California to Get a Tiny, Important Chunk of High Speed Rail

ca high speed railCA High Speed Rail Authority/Public Domain

The California legislature has narrowly voted to release $8 billion in funding for the initial section of the state's embattled high speed rail line. So now it's official; construction will soon begin on the nation's first genuine high speed rail line.

Here's the LA Times:

proponents rejoiced at Friday's razor-thin 21-16 vote, which allocates roughly $8 billion for the first segment of track and related projects. Barring insurmountable obstacles, Californians eventually will be able to ride a bullet train — traveling as fast as 220 mph — between Los Angeles and San Francisco rather than fly or drive on aging highways.
That's the exciting part of the news—it's high speed rail! A sensible, forward-looking infrastructure project in an era of decaying, backwards-looking American infrastructure. Finally.
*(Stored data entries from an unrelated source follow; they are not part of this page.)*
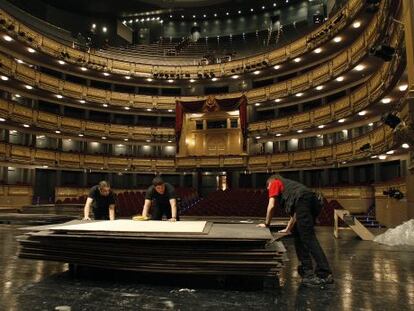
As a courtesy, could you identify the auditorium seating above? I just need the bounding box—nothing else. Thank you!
[98,21,312,65]
[182,189,288,217]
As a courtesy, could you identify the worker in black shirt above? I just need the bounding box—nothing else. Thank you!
[83,181,116,220]
[258,174,333,287]
[142,176,178,221]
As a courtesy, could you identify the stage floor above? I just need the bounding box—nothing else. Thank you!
[2,225,414,310]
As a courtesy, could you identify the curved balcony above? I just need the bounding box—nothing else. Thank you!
[0,116,404,172]
[248,35,404,138]
[0,3,390,112]
[0,0,365,77]
[0,98,175,142]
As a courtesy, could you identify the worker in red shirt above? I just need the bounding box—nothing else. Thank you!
[258,174,333,287]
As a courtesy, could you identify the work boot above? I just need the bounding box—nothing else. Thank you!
[301,274,334,288]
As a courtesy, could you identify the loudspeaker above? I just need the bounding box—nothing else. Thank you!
[382,113,401,129]
[370,45,395,61]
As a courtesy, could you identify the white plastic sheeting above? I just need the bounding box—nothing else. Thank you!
[374,219,414,246]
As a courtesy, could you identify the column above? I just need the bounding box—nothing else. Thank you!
[403,0,414,219]
[348,166,355,185]
[321,169,329,187]
[373,163,381,183]
[56,170,62,187]
[179,174,185,187]
[232,171,240,189]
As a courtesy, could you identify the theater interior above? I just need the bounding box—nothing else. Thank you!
[0,0,414,309]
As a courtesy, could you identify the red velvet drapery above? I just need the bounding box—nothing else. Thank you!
[175,95,248,152]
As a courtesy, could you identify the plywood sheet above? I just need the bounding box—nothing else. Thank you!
[49,219,208,234]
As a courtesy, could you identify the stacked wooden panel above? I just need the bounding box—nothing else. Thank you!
[17,220,285,278]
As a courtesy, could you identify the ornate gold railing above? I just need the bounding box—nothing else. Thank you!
[0,98,174,140]
[0,4,386,111]
[0,0,363,76]
[0,121,395,171]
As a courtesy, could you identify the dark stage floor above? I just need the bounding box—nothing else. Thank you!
[1,224,414,310]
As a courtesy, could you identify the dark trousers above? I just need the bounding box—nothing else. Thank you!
[292,193,331,278]
[93,207,109,220]
[151,205,179,221]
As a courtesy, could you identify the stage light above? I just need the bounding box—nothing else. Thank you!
[25,85,33,90]
[274,65,280,70]
[0,75,9,81]
[316,85,324,90]
[379,155,387,160]
[58,60,66,65]
[333,36,342,43]
[103,72,110,76]
[358,110,367,116]
[370,45,395,61]
[314,48,322,54]
[80,67,87,71]
[336,76,344,82]
[318,125,325,129]
[402,143,410,149]
[294,57,301,63]
[79,100,86,104]
[338,118,345,123]
[386,150,394,155]
[382,113,401,129]
[27,47,36,53]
Here's the less-exciting part: The first segment, when completed, will link Bakersfield and Madera. There are not, I can assure you, a whole lot of people vying to travel at bullet-train speeds the 130 miles between the two. The section was selected for political reasons, as unemployment is high in that region, and the rail project will serve as stimulus.

high speed rail visualizedCalifornia High Speed Rail Authority/Public Domain

But even apart from the Keynesian boost the rail project will provide the local economy, high speed rail is a fantastic idea for California. It's a populous state that's growing ever more populous, it has multiple densely populated cities, and its highways are under serious strain. There's also a horde of inter-state commuters who will be served by the completed project, and congestion will be significantly reduced in the state's major transit hubs.

The project has tanked in the polls lately, but it seems likely that this is more a product of the dismal economic climate and the conservative political zeitgeist than a souring on the actual merits of the rail line. After all, this is the sort of project that voters often come to love after it's up and running; it's a potential source of both serious convenience and significant pride for citizens of a state that considers itself on the cutting edge. And it's bright green; surely a bonus for a state that still cares about the notion.